RMS v. 11 more than doubled the school district's probable maximum losses (PML), from nearly $900 million to almost $1.9 billion. However, his story had a happy ending. With the help of his broker at Arthur J. Gallagher & Co., Clark turned to California-based engineering and modeling company GRC Miyamoto. The firm helped the school district recode its property schedule using specific RMS codes instead of the ISO codes the school district had originally submitted. As a result, its 250-year PML was reduced by close to a billion dollars.

Clark was resourceful but also fortunate. Many others saw their PMLs and insurance premiums spike after RMS v. 11. Now, the question becomes: How will this next update affect premiums?

Enter RMS Version 13

This summer, the company is planning to release another updated hurricane model. RMS version 13 (models are named for the years in which they are released) is expected to lower loss expectations in wind-prone areas, a suggestion that has some insurance purchasers in catastrophe-prone regions hoping they will get a small cost break on premiums, especially on policies where large limits are sought.

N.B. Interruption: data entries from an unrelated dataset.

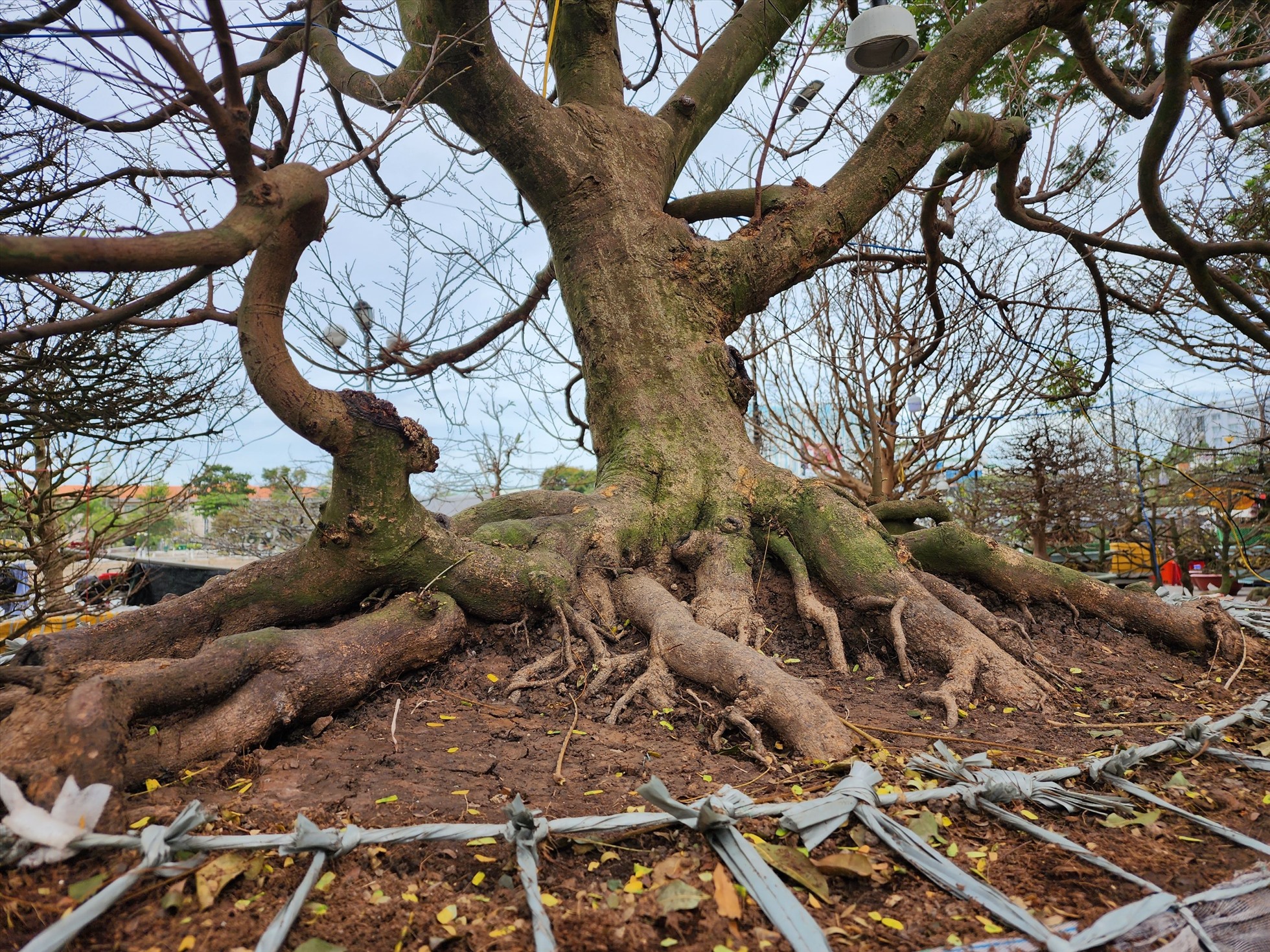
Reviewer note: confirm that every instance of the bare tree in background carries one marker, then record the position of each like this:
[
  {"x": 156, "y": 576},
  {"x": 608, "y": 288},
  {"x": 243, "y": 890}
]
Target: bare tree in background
[{"x": 850, "y": 389}]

Claire Souch, senior vice president of model solutions in RIMS' London office, said that RMS version 13 will "soften" loss expectations in most states. But compared to previous forecasts, the biggest difference will be in coastal Southeast states, such as Georgia, the Carolinas and Florida, she said.

The changes are driven by RMS research conducted since 2005, showing, among other things, that fewer hurricanes in the North Atlantic basin have made landfall. The model update, which was expected to be released by the San Francisco-based firm in July, reflects trends that RMS has observed over the last several years.

Loss assumptions are also expected to improve with regard to the phenomenon known as "leakage," or the payment of flood losses on policies that actually do not cover the peril. RMS says that insurers are doing better with this problem due to better claims handling and policy language, and because more homeowners have purchased government-issued flood coverage.

In fact, whereas loss expectation conditions will be lower along the Southeastern coast and Florida, in particular, all of RMS' hurricane property damage forecasts for the Atlantic region over the next five years will be lower than those of RMS version 11.

And yet, despite encouraging updates from RMS earlier this year, insurance buyers and brokers remain skeptical as to whether changes brought about by RMS v. 13 will have more than a minor impact on catastrophe insurance rates and industry capacity.